Pseudo-LIDAR Projection via Depth Maps

In many navigation and layout applications, there is a need for spatial data. Historically, this meant that most hardware choices were radio frequency based - mainly LiDAR or RADAR.

Motivation

Both LiDAR and RADAR can produce a 3D point cloud but can also be composed into a depth map. Although both are still used extensively for spatial imaging, the biggest drawbacks have been the price, size, and processing power needed to get these methods working efficiently.

An alternative method has been to use stereosopic cameras - where a camera system has two lenses set a certain distance apart. Similar to how our eyes work, stereosopic cameras utilize the difference in the two images along with the distance between the two lenses to calculate spatial data. Typically this data is in the form of a depth map, but it can also be converted into a 3D point cloud if the intrinsics of the two lenses are known. The downside of stereosopic cameras is also hardware cost and the relatively large housing requirements for the two lenses. The quality of the depth map output can also decrease based on various environmental factors such as clutter.

So what could you do if you are limited by a tight budget or dimension requirement? In many computer vision applications, you’re usually stuck with a less-than-ideal, single lens camera, but a client could ask you to develop something that will require you to have spatial data. I was ruminating about this kind of situation and what my options could be.

One potential method of deriving good spatial data from a traditional single lens camera would be applying a neural network trained for monocular depth estimation. Then, if you have the cameras intrinsics (mainly focal length and sensor center coordinates), you can generate a rough 3D point cloud. Additionally, if you had a set of reliable reference points, you could also derive a metric 3D point cloud.
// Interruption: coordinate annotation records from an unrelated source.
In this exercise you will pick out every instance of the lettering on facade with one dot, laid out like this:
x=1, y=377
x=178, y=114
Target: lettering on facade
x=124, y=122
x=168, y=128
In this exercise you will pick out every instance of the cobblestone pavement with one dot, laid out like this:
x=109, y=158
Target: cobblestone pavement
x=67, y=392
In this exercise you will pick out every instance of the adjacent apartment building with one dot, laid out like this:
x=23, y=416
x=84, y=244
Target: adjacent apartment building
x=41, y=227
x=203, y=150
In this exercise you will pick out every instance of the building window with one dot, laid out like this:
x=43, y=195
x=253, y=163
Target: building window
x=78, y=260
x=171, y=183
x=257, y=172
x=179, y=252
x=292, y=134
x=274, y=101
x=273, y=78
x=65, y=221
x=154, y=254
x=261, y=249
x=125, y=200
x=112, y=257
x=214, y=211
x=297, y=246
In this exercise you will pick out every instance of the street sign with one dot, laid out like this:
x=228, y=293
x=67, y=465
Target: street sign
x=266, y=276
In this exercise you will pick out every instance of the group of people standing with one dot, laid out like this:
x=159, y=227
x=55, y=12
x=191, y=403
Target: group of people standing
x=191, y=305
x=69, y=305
In recent years, advancements in image encoding and segmentation methods have indirectly improved many monocular depth estimation networks. One of the best papers has been Depth Anything. The basic idea of the paper is to use a "data engine" with a massive amount of unlabeled data to generate a model with great generalization abilities (very similar to the approach taken by Segment Anything Method). Along with the data engine, the authors employ different training techniques related to augmentation and auxiliary supervision to develop a foundational model for monocular depth estimation.

Methodology

The general idea is to generate or retrieve the intrinsics of the camera you are using - mainly the focal length (single value) and optical centers. After that, for each image taken, process it through Depth Anything. Finally, based on this survey paper, use the following equation to generate the 3D point cloud:

$$ x \leftarrow (z/F)(u-C_{u}) $$ $$ y \leftarrow (z/F)(v-C_{v}) $$ $$ z \leftarrow d_{u,v} $$

$$ d_{u,v} \rightarrow \text{the depth value at a given image coordinate (u, v)} $$ $$ C_{u,v} \rightarrow \text{the optical center tuple on the x and y coordinate } $$ $$ F \rightarrow \text{the focal length of the camera} $$

The results were okay... The model performed pretty well on all the sample images, but the point cloud was not as accurate as I hoped it to be. This is probably because of the camera intrinsics. I was using my phone camera and couldn't get the intrinsics from online specifications or the operating system so had to manually calibrate it, which could lead to incorrect values.

Examples:

**Fig. 1** - Projection of a water bottle sitting on top of a laptop.

**Fig. 2** - Projection of a printer on the ground next to a cardboard box.

**Fig. 3** - Projection of a plush toy on top of a stack of pillows. I have pillowcases; I was just washing them.

**Fig. 4** - Two lamps with a TV stand in between them. The projection is pretty bad with this one.

**Fig. 5** - Crowded desk with a piece of foam sticking towards the camera.